Okay, he didn’t exactly say it like that. But he coyly said ‘I don’t love Washington.’ Join the club.
And he said more…
“For some time,” Bayh said, “I’ve had a growing conviction that Congress is not operating as it should. There is much too much partisanship and not enough progress; too much narrow ideology and not enough practical problem-solving. Even at a time of enormous national challenge, the people’s business is not getting done.”
Bayh gave glaring examples of where things have fallen apart — the failure of the deficit reduction commission after seven co-sponsors of the bill voted No, and the failure of the bipartisan job creation bill that had Republican support but was torpedoed by Senate Majority Leader Harry Reid…”
…just to name a few.
This hit hard. News media scrambled not only to cover it but to quickly try to interpret it (as if it weren’t clear enough) and analyze what Bayh’s eloquent repudiation of Washington really means for both parties and the Obama administration.

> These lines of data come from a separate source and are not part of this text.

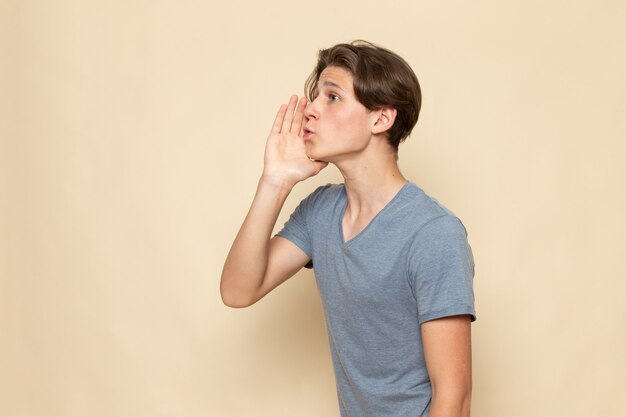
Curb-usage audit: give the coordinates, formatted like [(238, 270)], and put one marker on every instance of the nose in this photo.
[(310, 111)]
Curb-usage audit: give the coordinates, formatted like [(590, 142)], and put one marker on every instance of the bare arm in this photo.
[(256, 264), (448, 355)]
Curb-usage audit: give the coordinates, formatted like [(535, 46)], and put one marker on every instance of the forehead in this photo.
[(335, 76)]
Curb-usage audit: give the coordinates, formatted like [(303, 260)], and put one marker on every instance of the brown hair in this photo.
[(381, 79)]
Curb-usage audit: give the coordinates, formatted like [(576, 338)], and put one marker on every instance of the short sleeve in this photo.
[(441, 270), (297, 229)]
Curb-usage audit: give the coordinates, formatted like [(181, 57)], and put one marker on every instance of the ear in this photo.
[(386, 118)]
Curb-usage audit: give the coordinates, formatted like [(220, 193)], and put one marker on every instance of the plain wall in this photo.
[(131, 141)]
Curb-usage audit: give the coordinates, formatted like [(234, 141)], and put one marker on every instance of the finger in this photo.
[(278, 121), (286, 126), (296, 126)]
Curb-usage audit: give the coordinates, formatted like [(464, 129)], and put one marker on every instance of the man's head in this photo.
[(382, 79)]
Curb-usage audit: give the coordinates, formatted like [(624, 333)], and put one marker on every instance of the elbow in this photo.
[(455, 401), (234, 299)]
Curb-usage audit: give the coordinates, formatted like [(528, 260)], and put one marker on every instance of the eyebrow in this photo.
[(329, 84)]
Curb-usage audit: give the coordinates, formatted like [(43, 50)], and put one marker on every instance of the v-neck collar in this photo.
[(367, 226)]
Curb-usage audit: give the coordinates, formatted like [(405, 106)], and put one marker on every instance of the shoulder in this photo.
[(427, 215)]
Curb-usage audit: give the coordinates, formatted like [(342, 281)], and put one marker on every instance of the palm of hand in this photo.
[(285, 151)]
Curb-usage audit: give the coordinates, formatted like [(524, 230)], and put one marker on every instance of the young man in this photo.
[(393, 266)]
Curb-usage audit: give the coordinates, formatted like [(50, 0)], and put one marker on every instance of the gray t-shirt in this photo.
[(411, 264)]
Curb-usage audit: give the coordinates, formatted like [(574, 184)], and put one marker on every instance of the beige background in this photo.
[(131, 139)]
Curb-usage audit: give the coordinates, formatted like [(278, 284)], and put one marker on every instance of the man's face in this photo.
[(337, 125)]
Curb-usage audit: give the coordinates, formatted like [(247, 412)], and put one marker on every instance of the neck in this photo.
[(371, 181)]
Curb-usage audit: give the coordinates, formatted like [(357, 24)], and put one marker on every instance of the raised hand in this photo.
[(286, 160)]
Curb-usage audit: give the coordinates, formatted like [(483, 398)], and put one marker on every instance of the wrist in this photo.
[(277, 181)]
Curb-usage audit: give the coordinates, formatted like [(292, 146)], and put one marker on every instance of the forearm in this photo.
[(245, 266)]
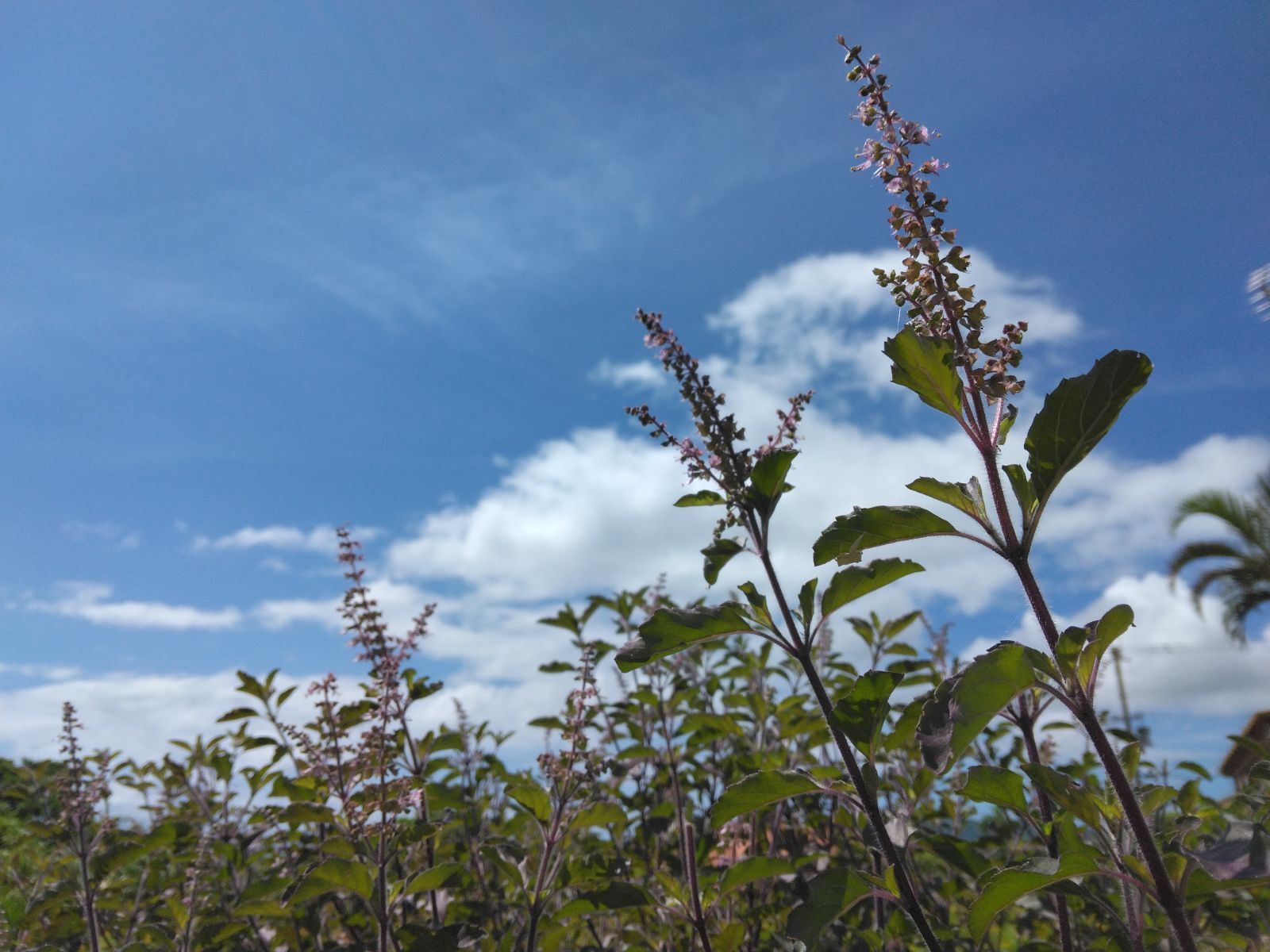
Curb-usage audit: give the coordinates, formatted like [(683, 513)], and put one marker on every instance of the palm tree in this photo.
[(1242, 574)]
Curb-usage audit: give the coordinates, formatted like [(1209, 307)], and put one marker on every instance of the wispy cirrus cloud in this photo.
[(321, 539), (93, 602)]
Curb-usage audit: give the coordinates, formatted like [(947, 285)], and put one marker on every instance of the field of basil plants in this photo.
[(745, 789)]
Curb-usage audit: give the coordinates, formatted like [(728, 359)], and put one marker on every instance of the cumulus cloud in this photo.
[(283, 537), (92, 602), (1175, 659)]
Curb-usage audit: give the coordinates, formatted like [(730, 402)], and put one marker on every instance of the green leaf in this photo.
[(806, 601), (926, 366), (965, 497), (159, 838), (768, 478), (1106, 630), (436, 877), (831, 894), (756, 867), (1007, 423), (702, 497), (1077, 414), (859, 581), (759, 790), (718, 555), (995, 785), (531, 797), (1010, 885), (1024, 493), (672, 630), (878, 526), (963, 704), (863, 712), (346, 875), (1076, 799), (615, 895)]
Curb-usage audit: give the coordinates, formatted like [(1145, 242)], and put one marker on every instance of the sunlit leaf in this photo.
[(878, 526), (760, 790), (672, 630), (926, 366), (1077, 414)]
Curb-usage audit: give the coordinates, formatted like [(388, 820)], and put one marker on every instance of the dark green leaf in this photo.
[(702, 497), (1108, 628), (878, 526), (436, 877), (759, 790), (672, 630), (1024, 493), (718, 555), (995, 785), (859, 581), (863, 712), (1077, 414), (531, 797), (1010, 885), (756, 867), (768, 478), (926, 366), (615, 895), (963, 704), (967, 497), (832, 892)]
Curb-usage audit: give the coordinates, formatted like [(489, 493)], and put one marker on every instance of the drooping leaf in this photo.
[(831, 894), (759, 790), (702, 497), (768, 478), (859, 581), (437, 877), (863, 712), (967, 497), (1114, 624), (1013, 884), (878, 526), (1077, 414), (718, 555), (806, 601), (615, 895), (926, 366), (347, 875), (1024, 493), (672, 630), (995, 785), (963, 704), (756, 867), (531, 797)]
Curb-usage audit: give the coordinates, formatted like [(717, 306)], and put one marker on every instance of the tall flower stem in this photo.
[(869, 800)]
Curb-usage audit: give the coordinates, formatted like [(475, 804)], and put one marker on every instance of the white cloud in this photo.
[(1111, 513), (1175, 660), (806, 311), (92, 602), (279, 613), (321, 539), (643, 374), (103, 533)]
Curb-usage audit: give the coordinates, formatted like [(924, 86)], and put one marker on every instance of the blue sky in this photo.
[(273, 268)]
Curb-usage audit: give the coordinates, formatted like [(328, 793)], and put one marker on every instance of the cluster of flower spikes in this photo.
[(356, 765), (929, 286), (718, 459)]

And for some reason, they’re still focusing the lens on what they continue to refer to as the “real” reason Bayh wants out of Washington.

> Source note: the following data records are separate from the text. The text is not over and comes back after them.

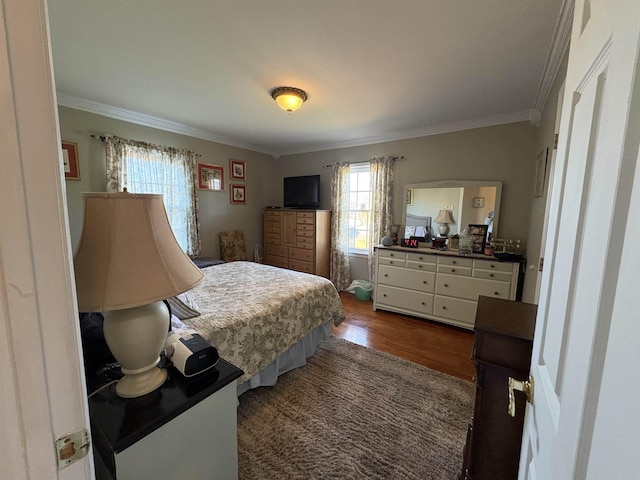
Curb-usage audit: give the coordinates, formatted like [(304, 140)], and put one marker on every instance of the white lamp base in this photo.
[(136, 336)]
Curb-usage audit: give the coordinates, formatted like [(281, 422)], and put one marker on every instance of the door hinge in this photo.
[(72, 447)]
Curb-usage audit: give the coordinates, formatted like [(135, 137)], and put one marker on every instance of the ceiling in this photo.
[(374, 70)]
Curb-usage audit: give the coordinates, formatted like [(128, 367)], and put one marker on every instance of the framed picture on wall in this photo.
[(238, 194), (70, 161), (210, 177), (238, 169), (478, 237)]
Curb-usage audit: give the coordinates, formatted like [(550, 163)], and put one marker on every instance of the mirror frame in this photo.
[(458, 184)]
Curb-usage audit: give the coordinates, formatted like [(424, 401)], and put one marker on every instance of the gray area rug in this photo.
[(355, 413)]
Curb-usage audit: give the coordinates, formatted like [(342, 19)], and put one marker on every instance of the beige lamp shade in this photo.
[(128, 255), (444, 216)]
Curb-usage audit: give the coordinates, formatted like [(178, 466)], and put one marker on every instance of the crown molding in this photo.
[(153, 122), (557, 51), (526, 116)]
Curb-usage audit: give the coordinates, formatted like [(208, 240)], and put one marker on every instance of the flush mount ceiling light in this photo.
[(289, 98)]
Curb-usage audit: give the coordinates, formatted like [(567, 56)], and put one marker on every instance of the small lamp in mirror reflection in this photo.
[(127, 262), (444, 218)]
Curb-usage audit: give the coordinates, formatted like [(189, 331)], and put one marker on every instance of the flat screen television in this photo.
[(302, 192)]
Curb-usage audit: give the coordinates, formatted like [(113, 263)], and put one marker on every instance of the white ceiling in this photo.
[(374, 70)]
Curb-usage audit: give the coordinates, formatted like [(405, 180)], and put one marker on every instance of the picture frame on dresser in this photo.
[(478, 234)]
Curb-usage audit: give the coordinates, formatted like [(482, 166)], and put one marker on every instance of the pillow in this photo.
[(183, 306)]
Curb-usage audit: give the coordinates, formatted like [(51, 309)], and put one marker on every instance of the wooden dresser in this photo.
[(298, 239), (502, 349)]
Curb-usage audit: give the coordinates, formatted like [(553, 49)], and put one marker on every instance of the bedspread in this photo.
[(252, 313)]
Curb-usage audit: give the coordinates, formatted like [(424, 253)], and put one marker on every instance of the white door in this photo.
[(584, 419), (42, 397)]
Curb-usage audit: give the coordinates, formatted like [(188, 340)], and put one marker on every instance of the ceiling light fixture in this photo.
[(289, 98)]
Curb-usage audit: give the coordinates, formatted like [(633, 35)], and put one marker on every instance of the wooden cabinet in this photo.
[(298, 239), (502, 349), (438, 285)]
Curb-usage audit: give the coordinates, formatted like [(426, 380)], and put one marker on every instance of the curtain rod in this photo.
[(356, 161), (103, 138)]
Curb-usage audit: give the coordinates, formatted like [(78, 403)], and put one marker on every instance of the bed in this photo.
[(263, 319)]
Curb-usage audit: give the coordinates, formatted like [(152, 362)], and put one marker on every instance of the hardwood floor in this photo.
[(434, 345)]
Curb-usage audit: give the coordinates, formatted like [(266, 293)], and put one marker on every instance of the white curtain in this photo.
[(339, 269), (145, 168), (381, 203)]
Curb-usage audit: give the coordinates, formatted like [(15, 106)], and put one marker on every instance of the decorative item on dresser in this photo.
[(502, 355), (298, 239), (440, 285)]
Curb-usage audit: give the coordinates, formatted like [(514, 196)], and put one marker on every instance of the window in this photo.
[(145, 168), (359, 207)]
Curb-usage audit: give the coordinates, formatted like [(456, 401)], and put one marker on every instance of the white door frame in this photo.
[(43, 394)]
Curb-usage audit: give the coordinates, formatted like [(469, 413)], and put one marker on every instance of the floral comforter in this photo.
[(252, 313)]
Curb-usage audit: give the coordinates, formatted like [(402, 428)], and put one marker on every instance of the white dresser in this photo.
[(438, 285)]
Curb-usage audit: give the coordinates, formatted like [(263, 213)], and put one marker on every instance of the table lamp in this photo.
[(444, 218), (127, 262)]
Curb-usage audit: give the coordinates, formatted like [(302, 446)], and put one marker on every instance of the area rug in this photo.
[(355, 413)]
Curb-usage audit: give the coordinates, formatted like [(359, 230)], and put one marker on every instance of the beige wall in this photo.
[(216, 211), (546, 132), (503, 153)]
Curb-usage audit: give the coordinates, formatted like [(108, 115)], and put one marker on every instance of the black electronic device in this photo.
[(302, 192)]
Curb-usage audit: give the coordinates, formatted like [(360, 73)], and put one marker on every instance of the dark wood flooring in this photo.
[(434, 345)]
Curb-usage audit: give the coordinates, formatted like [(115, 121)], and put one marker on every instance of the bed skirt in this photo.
[(295, 357)]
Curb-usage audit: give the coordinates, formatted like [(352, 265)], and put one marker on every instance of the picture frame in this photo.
[(410, 196), (238, 169), (453, 245), (238, 194), (70, 161), (541, 172), (478, 234), (210, 177)]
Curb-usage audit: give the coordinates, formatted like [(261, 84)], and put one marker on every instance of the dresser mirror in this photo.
[(469, 202)]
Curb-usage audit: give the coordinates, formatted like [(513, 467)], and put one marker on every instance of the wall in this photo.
[(546, 132), (216, 212), (503, 153)]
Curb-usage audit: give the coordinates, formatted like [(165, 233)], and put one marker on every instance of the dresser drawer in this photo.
[(425, 267), (301, 266), (493, 265), (455, 261), (470, 288), (305, 242), (490, 275), (278, 250), (303, 227), (276, 261), (272, 216), (301, 254), (404, 278), (454, 270), (456, 309), (269, 227), (405, 299)]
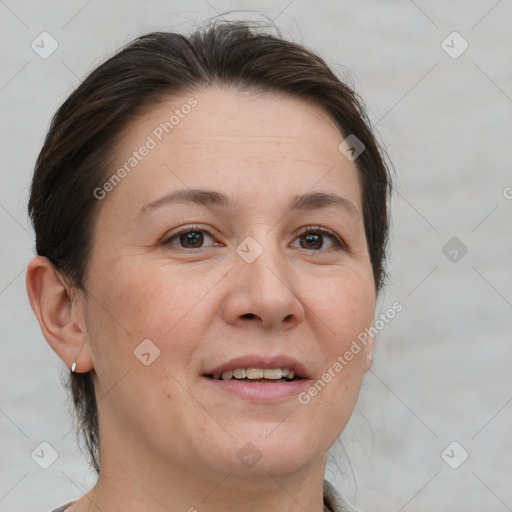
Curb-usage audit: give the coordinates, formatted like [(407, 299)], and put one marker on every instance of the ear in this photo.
[(369, 348), (59, 309)]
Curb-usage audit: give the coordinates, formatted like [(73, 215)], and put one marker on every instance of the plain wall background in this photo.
[(442, 369)]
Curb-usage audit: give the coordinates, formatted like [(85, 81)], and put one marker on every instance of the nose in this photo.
[(261, 293)]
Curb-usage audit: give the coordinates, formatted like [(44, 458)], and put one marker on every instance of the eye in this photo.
[(319, 238), (190, 238)]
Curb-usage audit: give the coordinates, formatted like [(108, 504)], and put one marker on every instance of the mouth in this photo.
[(259, 379), (257, 375)]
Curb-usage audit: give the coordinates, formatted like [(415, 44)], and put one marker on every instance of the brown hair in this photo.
[(83, 134)]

The political retirement of Evan Bayh, at age 54, is being portrayed by various sages as a result of too much partisanship, or the Senate’s dysfunction, or even the systemic breakdown of American governance. Most of this is rationalization. The real story, of which Mr. Bayh’s frustration is merely the latest sign, is the failure once again of liberal governance.
For the fourth time since the 1960s, American voters in 2008 gave Democrats overwhelming control of both Congress and the White House. Republicans haven’t had such large majorities since the 1920s. Yet once again, Democratic leaders have tried to govern the country from the left, only to find that their policies have hit a wall of practical and popular resistance.
Washington has hit a wall, alright, but it’s at least temporarily blocked them from going over a cliff.
You can see this in bankrupt Greece, where government spends 52% of GDP; or in California and New York, where the government-employee unions have pushed tax rates to punishing levels and the states still can’t pay their bills. Americans can see that this is where Mr. Obama’s agenda is also taking Washington, and this is why they are rejecting it.
Can Mr. Obama still make a mid-course correction, a la Bill Clinton after 1994? Of course he can. What we don’t know is whether he has the political instincts and nerve to do so. As a creature of Chicago politics and the legal class, he has lived his entire life in precincts dominated by the political left. On the other hand, he says he is not “an ideologue.”